Solistin Julia Galić spielte mit Verve; links: Konzertmeisterin Sibylle Kistermann. Foto: Susanne Conzelmann

Während sich Dirigent Martin Künstner Ludwig van Beethoven optisch immer weiter annähert, präsentierte sein Ebinger Kammerorchester dessen Schicksals-Sinfonie auf hohem Niveau – und Solistin Julia Galić setzte mit der Violine noch einen drauf.
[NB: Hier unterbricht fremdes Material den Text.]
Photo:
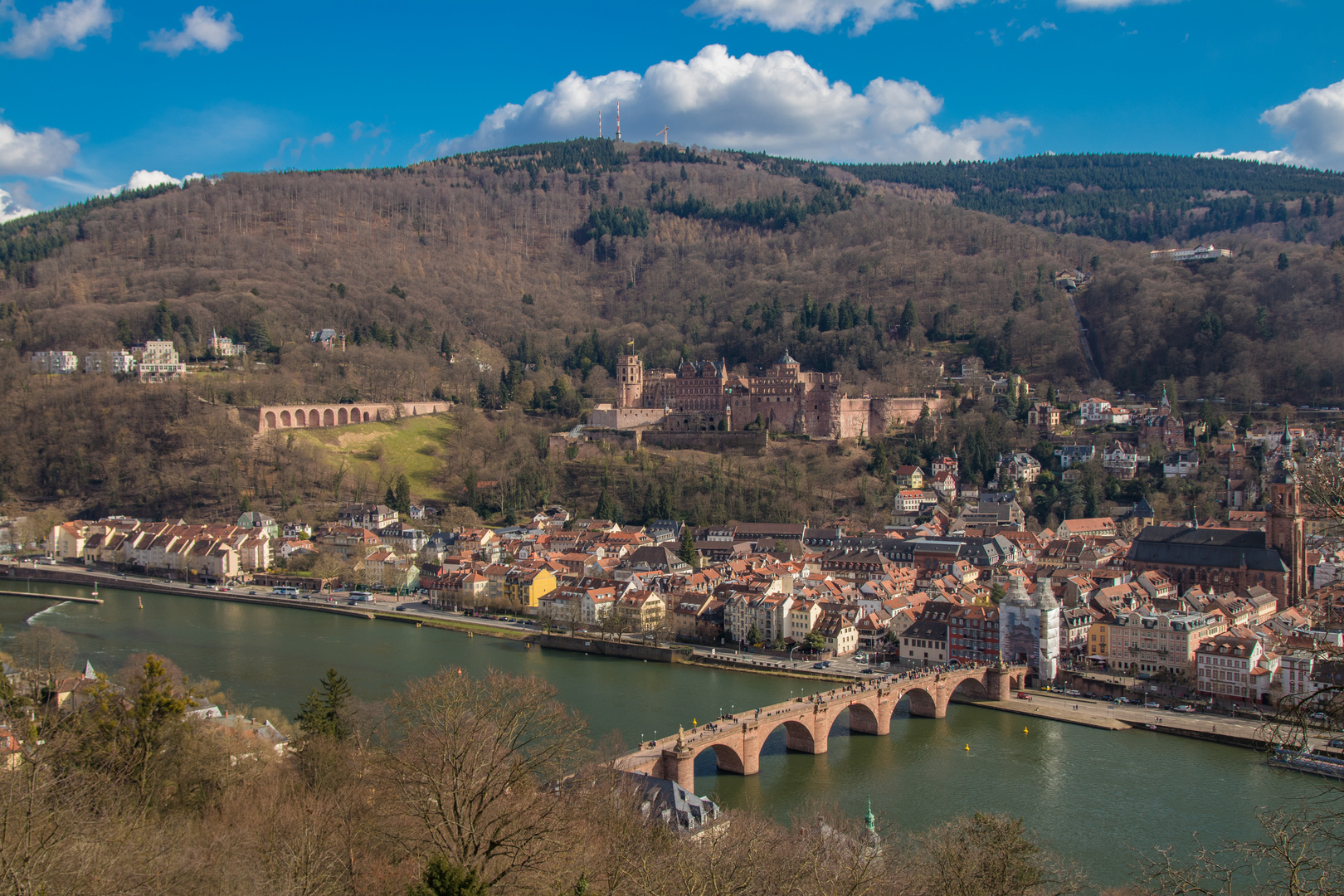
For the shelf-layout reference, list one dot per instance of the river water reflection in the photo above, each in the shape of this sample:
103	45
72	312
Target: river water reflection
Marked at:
1088	794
„Musik ist eine höhere Offenbarung als alle Weisheit und Philosophie“ sagte Ludwig van Beethoven – und wer wollte dem Komponisten widersprechen? Eine Offenbarung war nämlich die Vorstellung des Ebinger Kammerorchesters beim Sinfoniekonzert in der Festhalle.

Doch ehe der Meister musikalisch selbst zu Wort kam, überzeugten das Orchester und die Bläser der Württembergischen Philharmonie Reutlingen mit dem Violinkonzert in e-moll vom nicht minder großartigen Felix Mendelssohn-Bartholdy. Und dem überzeugenden Spiel von Julia Galić. Die Violinistin nahm vom ersten Augenblick das Publikum für sich ein – mit ihrer Ausstrahlung und dank der ungewöhnlichen Komposition: Das Thema stellt hier nicht, wie oft üblich, das Orchester vor, sondern die Solovioline bereits mit den ersten Tönen.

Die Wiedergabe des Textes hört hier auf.